Off to see da wizard... The wonderful wizard of seoul...

Yup. By this tommorw I will be on my way to Korea. Well, to Vancouver. Than Korea. Korea in da fall. Yup.

I going going, back back, to Korea Korea. Once agin dealing with da madness and I will be da fob. But as you know, I am like a Chameleon. I blend in well with da fobs.

Interview went well this morning. Now I am back at home. About to do da laundry. Korea.... Oh boy. I don't think I will be going back there for a while after this trip. I have never gone there twice in one year. But like I said before, I am looking forward to the changing of da season. I will blog time to time in Korea so don't miss me too much.

It feels odd that I will be in the other side of the continent in 2 days. A world of difference and yet my go-hyang.(homeland) The place.... Da on and only... Southside Korea.

Thursday, October 21, 2004

Off to my first interview!

[update]
So The interview went great. But I am not sure if I am too interested. I am gonna be picky about this job search. I have another interview tommorow...

I am gonna pick a winner like our prez...

Wednesday, October 20, 2004

I sleep so well when it rains...


(here is Hoon yawning like a baboon in national geographics)

It's soothing to hear the rain pounding on the ground and the splish splash all over... I sleep and sleep like no other.. I would say that I sleep the best when it rains for some strange reason. I was happy when I woke up this morning. Rain wasn't the only reason. It is good not going in to work today... Really good.


Tuesday, October 19, 2004

Stick a fork in me! I am DONE!!!!!!

Couple of days ago, I had a an experience where alcoholics refer to as a "moment of clarity". It hit me like a ton of bricks as I was looking at my bank statement.

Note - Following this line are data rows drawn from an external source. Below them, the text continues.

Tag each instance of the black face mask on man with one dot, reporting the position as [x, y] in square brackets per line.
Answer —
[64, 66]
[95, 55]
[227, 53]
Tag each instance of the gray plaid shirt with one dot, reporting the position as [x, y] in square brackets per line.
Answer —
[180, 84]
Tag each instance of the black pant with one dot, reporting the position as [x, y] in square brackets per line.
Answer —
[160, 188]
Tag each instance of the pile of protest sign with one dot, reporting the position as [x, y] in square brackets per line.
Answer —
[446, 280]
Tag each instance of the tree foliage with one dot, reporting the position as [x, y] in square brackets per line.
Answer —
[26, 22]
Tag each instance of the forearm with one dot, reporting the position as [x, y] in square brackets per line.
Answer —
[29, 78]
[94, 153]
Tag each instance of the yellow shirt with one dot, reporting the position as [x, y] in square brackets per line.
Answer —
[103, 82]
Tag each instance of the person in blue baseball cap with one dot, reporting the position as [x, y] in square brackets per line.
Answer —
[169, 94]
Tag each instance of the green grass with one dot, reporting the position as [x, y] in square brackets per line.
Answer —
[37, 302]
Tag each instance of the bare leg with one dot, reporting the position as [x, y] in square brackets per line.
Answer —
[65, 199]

I cannot be at my current status with work and start a life of a family man... I must leave....

So my days in Torrance as an employee has finally come to an end. Sitting in this cubicle right now is a strange feeling. Kind of a sad and happy moment. Many things came to my mind as I was sitting across from my boss this morning. Its fitting kind of that it is a raining day.... I love rainy days... I wish it was raining cats and dogs. But I am very excited about coming events. I already have interviews lined up and I really feel great about my opportunities. I was taking care of things today and I saw a picture of all the employees from the past Christmas photos... It brought a smile to my face and kinda made me sad at the same time.

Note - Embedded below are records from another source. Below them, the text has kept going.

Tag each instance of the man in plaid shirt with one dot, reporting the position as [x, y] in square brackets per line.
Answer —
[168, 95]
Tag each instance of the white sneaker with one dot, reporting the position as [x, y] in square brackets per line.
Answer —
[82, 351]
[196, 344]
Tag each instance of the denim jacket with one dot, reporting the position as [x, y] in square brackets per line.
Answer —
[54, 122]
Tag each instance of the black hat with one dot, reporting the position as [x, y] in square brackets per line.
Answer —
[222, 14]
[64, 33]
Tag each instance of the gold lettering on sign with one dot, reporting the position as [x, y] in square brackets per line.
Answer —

Many memories came rushing back at me as if my glasses fogged up with steam from a hot mug of coffee.

Yesterday, I had a discussion with my boss about l\me leaving. He took me out for lunch.

I am not sure if I already told you, but I really respect and love this man. He has taught me so much about life and how to conduct yourself as a leader and a man of God. His heart and his efforts will never be forgotten by me. As I told him today, I did not want to end our friendship that meant so much to me. He said "We are not just regular friends, but we are brothers in da Lord". I've had bible studies with him for last year and a half...

Don't you wish that you had a relationship like that with your boss? He has been so good to me. I am probably never gonna experience this again and I can only thank God for placing me here with such an awesome boss.

Yeah... All the miserable feelings have left me and now I feel this tranquility in my heart. Did I mention that I was optimistic? Cause I am. I am happy that I am emotionally detaching myself from this place.

Pray for me y'all! I need it. I'm scared and excited at the same time for this coming year. The changes begin today. As I've heard before from somewhere I don't remember, "Today is the first day of rest of my life."

Thank you AHT. Thank you Fou-Sen. I will miss you.(I won't miss the late pay)

Monday, October 18, 2004

Life can be excruciating.

But God is with me. So who can be against me!